Panek smiled, revealing sharp fangs. 'I like dogs.'
With a slight flinch, Cotillion said, 'I'm sure they'll like you in turn.' He straightened, faced Apt. 'You're right, you can't do this alone. Let us think on it, Ammanas and I.' He faced the lad again. 'Your mother has other tasks now. Debts to pay. Will you go with her or come with me?'
'Where do you go, Uncle?'
'The other children have been deposited nearby. Would you like to help me get them settled?'
Panek hesitated, then replied, 'I would like to see them again, but not right away. I will go with Mother. The man who asked her to save us needs to be looked after – she explained that. I would like to meet him. Mother says he dreams of me, of when he first saw me.'
'I'm sure he does,' Cotillion muttered. 'Like me, he is haunted by helplessness. Very well, until we meet again.' He shifted his attention one last time, stared long into Apt's eye. 'When I Ascended, Lady, it was to escape the nightmares of feeling...' He grimaced. 'Imagine my surprise that I now thank you for such chains.'
Panek broke in. 'Uncle, do you have any children?'
He winced, looked away. 'A daughter. Of sorts.' He sighed, then smiled wryly. 'We had a falling-out, I'm afraid.'
'You must forgive her.'
'Damned upstart!'
'You said we must teach each other, Uncle.'
Cotillion's eyes widened on the lad, then he shook his head. 'The forgiveness is the other way around, alas.'
'Then I must meet her.'
'Well, anything is possible—'
Apt spoke.
Cotillion scowled. 'That, Lady, was uncalled-for.' He turned away, wrapping his cloak about himself.
After half a dozen strides he paused, glancing back. 'Give Kalam my regards.' A moment later shadows engulfed him.
Panek continued staring. 'Does he imagine,' he asked his mother, 'that he now walks unseen?'
The greased anchor chain rattled smoothly, slipping down into the black, oily water, and Ragstopper came to a rest in Malaz Harbour, a hundred yards from the docks. A scatter of dull yellow lights marked the lower quarter's front street, where ancient warehouses interspersed by ramshackle taverns, inns and tenement houses faced the piers. To the north was the ridge that was home to the city's merchants and nobles – the larger estates abutting the cliff wall and its switchback stairs that ascended to Mock's Hold. Few lights were visible in that old bastion, though Kalam could see a pennant flapping heavily in a high wind – too dark to make out its colours.
A shiver of presentiment ran through him at the sight of that pennant. Someone's here . . . someone important.
The crew were settling down behind him, grumbling about the late hour of arrival which would prevent them from immediately disembarking into the harbour streets. The Harbourmaster would wait until the morrow before rowing out to inspect the craft and ensure that the sailors were hale – free of infections and the like.
The midnight bell had sounded its atonal note only minutes earlier. Salk Elan judged rightly, damn him.
It had never been part of the plan, this stop in Malaz City. Kalam had originally intended to await Fiddler in Unta, where they would finalize the details. Quick Ben had insisted that the sapper could come through via Deadhouse, though the mage was typically evasive about specifics. Kalam had begun to view the Deadhouse option as more of a potential escape route if things went wrong than anything else, and even then as a last recourse. He'd never liked the Azath, had no faith in anything that appeared so benign. Friendly traps were always far deadlier than openly belligerent ones.
There was silence behind him now, and the assassin briefly wondered at how swiftly sleep had come to the men sprawled on the main deck. Ragstopper was motionless, cordage and hull murmuring their usual natural noises. Kalam leaned on the forecastle rail, eyes on the city before him, on the dark bulks of ships resting in their berths. The Imperial Pier was off to his right, where the cliff face reached down to the sea. No craft was visible there.

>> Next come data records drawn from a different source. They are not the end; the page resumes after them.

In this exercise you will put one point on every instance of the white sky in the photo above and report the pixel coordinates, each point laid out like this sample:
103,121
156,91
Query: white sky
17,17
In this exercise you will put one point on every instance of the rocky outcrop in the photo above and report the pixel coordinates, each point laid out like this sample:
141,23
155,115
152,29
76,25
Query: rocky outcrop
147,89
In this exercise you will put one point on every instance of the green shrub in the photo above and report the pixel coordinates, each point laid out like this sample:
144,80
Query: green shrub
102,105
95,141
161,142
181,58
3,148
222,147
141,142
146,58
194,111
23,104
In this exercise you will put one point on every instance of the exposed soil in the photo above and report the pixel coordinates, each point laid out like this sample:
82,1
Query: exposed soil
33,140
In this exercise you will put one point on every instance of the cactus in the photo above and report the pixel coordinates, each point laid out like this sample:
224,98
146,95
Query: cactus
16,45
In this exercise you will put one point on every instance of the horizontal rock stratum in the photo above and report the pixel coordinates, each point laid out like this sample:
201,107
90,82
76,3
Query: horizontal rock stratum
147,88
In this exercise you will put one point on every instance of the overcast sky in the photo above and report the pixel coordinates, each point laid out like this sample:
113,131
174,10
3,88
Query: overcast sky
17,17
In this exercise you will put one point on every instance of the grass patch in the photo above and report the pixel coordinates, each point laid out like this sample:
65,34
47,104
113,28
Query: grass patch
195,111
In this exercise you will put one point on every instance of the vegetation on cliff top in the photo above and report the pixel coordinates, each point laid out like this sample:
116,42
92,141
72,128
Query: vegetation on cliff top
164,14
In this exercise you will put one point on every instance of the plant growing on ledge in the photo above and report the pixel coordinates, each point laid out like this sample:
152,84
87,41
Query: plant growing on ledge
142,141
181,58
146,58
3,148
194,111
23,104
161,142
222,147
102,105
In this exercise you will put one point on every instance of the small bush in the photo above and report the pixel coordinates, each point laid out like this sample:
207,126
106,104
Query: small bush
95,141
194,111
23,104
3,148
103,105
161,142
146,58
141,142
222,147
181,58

He thought to glance back up at the pennant's dark wing above the Hold, but the effort seemed too much – too dark in any case – and his imagination was ever fuelled by thinking the worse of all he could not know.
And now came sounds from farther out in the bay. Another ship, edging its way through the darkness, another late arrival.
The assassin glanced down at his hands where they rested on the rail. They felt like someone else's, that polished, dark-brown hue of his skin, the pale scars that crossed it here and there – not his own, but the victims of someone else's will.